4 is an inverted photomicrograph showing the morphological changes of cells before and after culturing at 37 ° C. for 96 hours (magnification: 150 ×). FIGS. 2a and 2b show RSV-infected embryonated chicken germ cells at 41 ° C.
It is the inverted microscope photograph which shows the morphological change of the cell after culture | cultivation at 37 degreeC and 96 hours at 37 degreeC (0 hour) after culture | cultivation at 37 degreeC (magnification: 150 times). FIGS. 3a and 3b show the morphological changes of the cells at the start of cultivation of RSV-infected embryonated ovary cells supplemented with myristylglycinal at 37 ° C. (0 hour) and after 96 hours of culture. Fig. 4a and Fig. 4b are micrographs (magnification: 150x). Fig. 4a and Fig. 4b show the culture start time (0 hour) of RSV-infected embryonated ovary cells to which myristylglycylglycinal was added (0 hour) and after 96 hours. 5 is an inverted photomicrograph showing the morphological changes of the cells at the same time (magnification: 1
FIGS. 5a and 5b show the morphology of the RSV-infected embryonated hen germ cells supplemented with myristylglycylglycylglycinal at the start of culture at 37 ° C. (0 hour) and after 96 hours of culture. 6a and 6b show an inverted micrograph showing a biological change (magnification: 150 ×), at the time of starting culture of RSV-infected embryonated hen germ cells supplemented with myristylglycylserylglycinal at 37 ° C. H) and an inverted micrograph showing the morphological changes of the cells after 96 hours of culture (magnification: 150 ×).

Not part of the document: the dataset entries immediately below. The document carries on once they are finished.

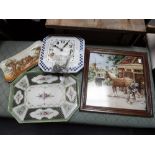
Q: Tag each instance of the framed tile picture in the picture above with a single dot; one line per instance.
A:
(117, 82)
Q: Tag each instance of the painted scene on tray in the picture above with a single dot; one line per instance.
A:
(116, 81)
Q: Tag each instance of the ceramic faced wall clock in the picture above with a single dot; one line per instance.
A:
(62, 54)
(40, 97)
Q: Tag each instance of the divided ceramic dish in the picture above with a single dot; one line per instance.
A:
(41, 97)
(62, 54)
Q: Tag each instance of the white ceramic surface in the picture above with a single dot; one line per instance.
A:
(62, 54)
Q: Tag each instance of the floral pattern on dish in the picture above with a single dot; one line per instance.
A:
(47, 113)
(18, 97)
(44, 79)
(23, 83)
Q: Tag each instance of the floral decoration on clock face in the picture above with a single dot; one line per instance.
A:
(62, 54)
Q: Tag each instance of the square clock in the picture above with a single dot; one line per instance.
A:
(62, 54)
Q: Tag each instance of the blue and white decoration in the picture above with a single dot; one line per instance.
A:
(70, 63)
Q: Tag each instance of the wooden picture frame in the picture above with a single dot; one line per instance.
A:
(99, 89)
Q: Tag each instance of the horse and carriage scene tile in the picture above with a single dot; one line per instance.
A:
(116, 81)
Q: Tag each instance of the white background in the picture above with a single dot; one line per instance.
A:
(77, 145)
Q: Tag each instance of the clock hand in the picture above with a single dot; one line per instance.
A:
(65, 44)
(58, 47)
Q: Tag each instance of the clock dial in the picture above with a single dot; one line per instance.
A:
(62, 52)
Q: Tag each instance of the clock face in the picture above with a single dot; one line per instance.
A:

FIGS. 7a and 7b are inverted microscopes showing the morphological changes of RSV-infected embryonated hen oocytes to which laurylglycylserylglycinal was added at 0 and 96 hours after culturing at 37 ° C. It is a photograph (magnification: 150 times). FIGS. 8a and 8b show inverted morphological changes of RSV-infected embryonated hen ovary cells supplemented with palmitylglycylserylglycinal at 37 ° C. after 0 hour and 96 hours. It is a microscope photograph (magnification: 150 times). FIGS. 9a and 9b are inverted microscopes showing the morphological changes of RSV-infected embryonated hen oocytes supplemented with stearylglycylserylglycinal at 37 ° C. after 0 hours and 96 hours. It is a photograph (magnification: 150 times).

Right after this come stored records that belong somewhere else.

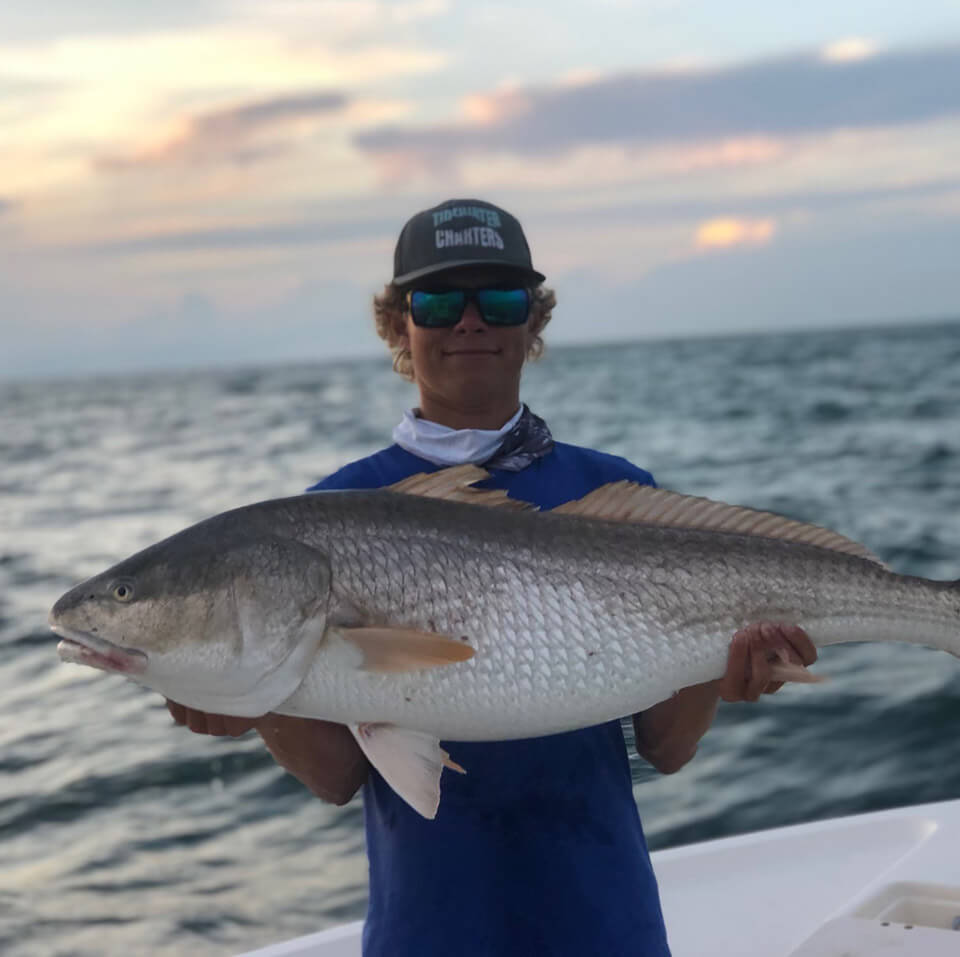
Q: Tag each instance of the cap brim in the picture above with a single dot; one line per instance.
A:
(437, 268)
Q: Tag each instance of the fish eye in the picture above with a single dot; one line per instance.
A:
(122, 591)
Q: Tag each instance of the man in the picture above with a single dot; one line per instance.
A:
(539, 850)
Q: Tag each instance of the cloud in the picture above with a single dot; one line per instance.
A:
(784, 96)
(251, 237)
(384, 227)
(729, 231)
(237, 134)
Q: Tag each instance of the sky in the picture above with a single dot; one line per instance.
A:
(207, 182)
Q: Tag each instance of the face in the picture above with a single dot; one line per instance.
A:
(471, 365)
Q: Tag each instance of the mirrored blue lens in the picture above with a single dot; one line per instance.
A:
(503, 307)
(498, 307)
(437, 309)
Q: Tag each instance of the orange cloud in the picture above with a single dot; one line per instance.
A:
(729, 231)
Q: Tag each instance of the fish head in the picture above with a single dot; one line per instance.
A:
(218, 617)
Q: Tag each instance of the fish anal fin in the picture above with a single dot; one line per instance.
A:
(456, 485)
(626, 501)
(395, 650)
(411, 762)
(785, 670)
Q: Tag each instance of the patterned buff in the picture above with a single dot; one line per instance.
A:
(529, 439)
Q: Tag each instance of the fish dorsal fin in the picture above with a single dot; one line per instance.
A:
(455, 485)
(626, 501)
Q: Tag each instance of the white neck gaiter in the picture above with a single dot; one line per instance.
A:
(444, 446)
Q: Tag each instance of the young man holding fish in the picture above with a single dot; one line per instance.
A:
(539, 848)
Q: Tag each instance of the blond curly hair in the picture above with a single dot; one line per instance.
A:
(390, 306)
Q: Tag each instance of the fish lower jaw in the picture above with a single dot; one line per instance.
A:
(84, 649)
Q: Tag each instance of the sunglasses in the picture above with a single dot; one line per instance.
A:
(443, 310)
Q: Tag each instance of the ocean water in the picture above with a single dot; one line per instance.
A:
(122, 834)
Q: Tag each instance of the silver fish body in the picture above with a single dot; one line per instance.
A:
(576, 621)
(552, 621)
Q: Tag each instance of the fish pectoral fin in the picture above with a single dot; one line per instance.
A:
(411, 762)
(455, 485)
(395, 650)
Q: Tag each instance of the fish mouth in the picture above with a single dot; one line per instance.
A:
(82, 648)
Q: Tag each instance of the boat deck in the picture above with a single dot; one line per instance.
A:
(887, 882)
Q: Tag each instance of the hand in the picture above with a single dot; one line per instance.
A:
(322, 755)
(753, 652)
(202, 722)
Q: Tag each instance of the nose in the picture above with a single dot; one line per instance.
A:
(471, 320)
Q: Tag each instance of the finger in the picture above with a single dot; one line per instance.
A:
(800, 641)
(760, 676)
(734, 681)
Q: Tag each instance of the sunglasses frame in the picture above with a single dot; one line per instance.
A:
(470, 295)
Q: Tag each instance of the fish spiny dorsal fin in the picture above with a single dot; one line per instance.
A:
(642, 504)
(455, 485)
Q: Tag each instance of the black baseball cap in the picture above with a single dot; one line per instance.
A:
(457, 233)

Continued on the front page (51) Int.Cl. ⁶ Identification number Reference number in the agency FI Technical display location C07K 1/02 C07K 5/062 5/062 A61K 37/02

Claims (4)

(57) [Claims] 1. A myristyl compound characterized by being selected from myristyl glycinal, myristyl glycyl glycal, myristyl diglycyl glycinal, myristyl glycyl seryl glycal and myristyl glycyl araanyl glycinal. (2) myristic acid chloride, myristyl glycyl chloride, myristyl diglycyl chloride, myristyl glycyl seryl chloride or myristyl glycyl alanyl chloride and aminoacetaldehyde diethyl acetal in an inert polar solvent or in the presence of an alkali; Reaction in an aqueous solvent containing an active polar solvent, characterized in that the resulting compound is subjected to an acid treatment of a diethyl acetalized product, myristyl glycinal, myristyl glycyl glycal, myristyl diglycyl glycal,
Process for producing myristylglycylserylglycinal and myristylglycylalanylglycinal. 3. A myristyl compound selected from myristyl glycinal, myristyl glycyl glycinal, myristyl diglycyl glycinal, myristyl glycyl seryl glycinal, and myristyl glycyl alanyl glycinal as an active ingredient.
An agent for transforming virus-infected cells or inhibiting virus growth. 4. The method according to claim 3, wherein the virus is a retrovirus.